A number of female comedians replied to Hughes’s tweet, saying they’d also struggled to get a foothold in the “funny people going on holiday for the telly” genre, including Gina Yashere and Meera Syal. If Holidaying with Jane McDonald is anything to go by, I don’t believe more female representation in these shows will necessarily boost their quality. But if broadcasters insist on commissioning celebrity holiday crud, at least make it equal opportunity celebrity holiday crud.

Better than that, though, why not just cease most of these things altogether? Holidays are becoming more and more expensive, with Tui revealing last summer that prices had risen on average by 27 per cent since 2019. It means it’s increasingly icky to watch the already wealthy embark on free vacations on behalf of creatively bankrupt TV channels; stars larking about experiencing far-away destinations that many can only ever dream of.

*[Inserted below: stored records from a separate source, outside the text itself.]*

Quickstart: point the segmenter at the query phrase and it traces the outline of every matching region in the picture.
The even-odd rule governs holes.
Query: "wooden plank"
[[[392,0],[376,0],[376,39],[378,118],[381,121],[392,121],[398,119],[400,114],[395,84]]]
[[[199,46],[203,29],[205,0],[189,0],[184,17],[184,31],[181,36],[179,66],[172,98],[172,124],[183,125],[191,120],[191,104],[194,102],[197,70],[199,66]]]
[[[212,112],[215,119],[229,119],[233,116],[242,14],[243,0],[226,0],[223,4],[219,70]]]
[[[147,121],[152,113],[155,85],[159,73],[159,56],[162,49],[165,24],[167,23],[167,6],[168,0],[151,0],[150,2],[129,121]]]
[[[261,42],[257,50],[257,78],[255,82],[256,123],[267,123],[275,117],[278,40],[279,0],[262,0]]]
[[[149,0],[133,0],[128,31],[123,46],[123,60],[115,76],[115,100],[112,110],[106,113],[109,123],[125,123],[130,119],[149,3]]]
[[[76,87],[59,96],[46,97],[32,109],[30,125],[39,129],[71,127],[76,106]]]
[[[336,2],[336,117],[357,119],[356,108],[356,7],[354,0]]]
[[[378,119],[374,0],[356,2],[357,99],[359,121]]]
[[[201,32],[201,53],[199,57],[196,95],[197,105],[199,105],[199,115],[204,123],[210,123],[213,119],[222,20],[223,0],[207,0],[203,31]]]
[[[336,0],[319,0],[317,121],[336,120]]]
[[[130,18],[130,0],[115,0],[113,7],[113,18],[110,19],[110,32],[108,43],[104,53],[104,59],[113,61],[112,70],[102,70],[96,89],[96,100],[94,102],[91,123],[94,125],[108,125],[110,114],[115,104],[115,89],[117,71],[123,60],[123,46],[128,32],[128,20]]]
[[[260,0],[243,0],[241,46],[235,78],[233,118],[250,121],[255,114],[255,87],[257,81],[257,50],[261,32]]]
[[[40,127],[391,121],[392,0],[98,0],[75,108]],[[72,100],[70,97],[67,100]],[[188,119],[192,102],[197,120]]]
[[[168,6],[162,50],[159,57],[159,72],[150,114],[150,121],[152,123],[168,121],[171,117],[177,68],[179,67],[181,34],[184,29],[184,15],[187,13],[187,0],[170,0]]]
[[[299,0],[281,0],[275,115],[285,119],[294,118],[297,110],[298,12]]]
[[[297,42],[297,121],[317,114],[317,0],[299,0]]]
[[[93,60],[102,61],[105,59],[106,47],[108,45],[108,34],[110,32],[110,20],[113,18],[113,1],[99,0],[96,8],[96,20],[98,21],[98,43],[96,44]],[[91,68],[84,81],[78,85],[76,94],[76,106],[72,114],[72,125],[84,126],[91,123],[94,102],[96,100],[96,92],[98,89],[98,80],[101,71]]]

Isn’t there something a bit bleak about that?

There’s little sign of this trend coming to a close, though. And if you thought the genre’s nadir was Bradley Walsh encountering Mexico’s most dangerous bats with his aspiring TV personality son Barney – think an evil Roman Kemp – then you are wrong. Currently in production by ITV is a show in which Gary Barlow ventures across South Africa to learn about wines. Which is somewhat apt because who wouldn’t want to hit the bottle after witnessing the world’s most boring man “learning about the variety of grapes”. Scintillating!